Personally, he had diversified. In addition to huge quantities of the Cavendish, Top Banana dealt in green plantains, pineapples, cantaloupes, watermelons, limes, tomatoes, aloe vera and even exotic root vegetables like yautia.

“It’s not enough, bananas.”

At the end of the day, few bananas remain at a fruit stand at 96th Street.

And the future is uncertain for everyone in the banana trade.

The Cavendish is susceptible to a new strain of Panama Disease known as Tropical Race 4, or TR4. The Cavendish is essentially a clone, and while genetically identical bananas that look and act alike are good for business, Mr. Koeppel said, “when one gets sick, they all get sick.

“There is no question that the Cavendish banana is going to be severely stricken by Panama Disease,” Mr. Koeppel said. “There are reputable plant pathologists saying this, not just banana-loving journalists.”

He added: “Nobody knows when.”

Some in the industry play down the threat; others are looking for a replacement banana. In Asia, they’re trying to breed a resistant Cavendish, Mr. Koeppel said. “But you can’t just breed in resistance. You might be breeding out other stuff, like flavor.”

In the meantime, the hustle continues. In the wee hours of the morning, the Ferahoglus leave Hunts Point and make their rounds in a box truck, unloading several boxes of bananas on the corner of 96th Street and Broadway on the Upper West Side of Manhattan. It is one of the busiest fruit stands in the city, open day and night, four umbrellas long.

“This is the best spot in the city for street selling,” said Oktay Suleyman, one of the dayside vendors, on a recent weekday.

Bananas were typically four for $1, and on a good day they sold as many as 15 boxes, or roughly 1,500 bananas, Mr. Suleyman said. Monday, after people had run through their weekend supply, was their busiest day.

Mr.

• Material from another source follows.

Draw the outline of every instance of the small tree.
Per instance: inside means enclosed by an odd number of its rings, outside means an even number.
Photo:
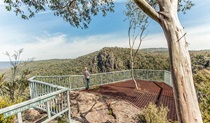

Suleyman had half a lemon handy, which he used to wet his fingers to more easily open plastic bags. “In the rush hour, I have to be fast,” he said, as commuters began to spill out from a nearby subway stop.

He sold bananas to an Irish carpenter, a retiree from Puerto Rico, a business school student.

Sandeep Dusa, the student, picked out some bananas and handed Mr. Suleyman a dollar. Mr. Suleyman swiped his hand on the lemon, opened a bag and dropped them in.

“I have to take them out of the bag,” Mr. Dusa said. “If you have a ripe banana, you’re going to upset the other bananas.

“They sync up,” he said. “Smart fruit.”

By nightfall, a pile of empty boxes lay on the curb, and on the table just a few lonely bananas remained, flecked with brown and with a golden hue. The supply would be replenished, in just a few hours.

A fruit stand at 96th Street on the Upper West Side.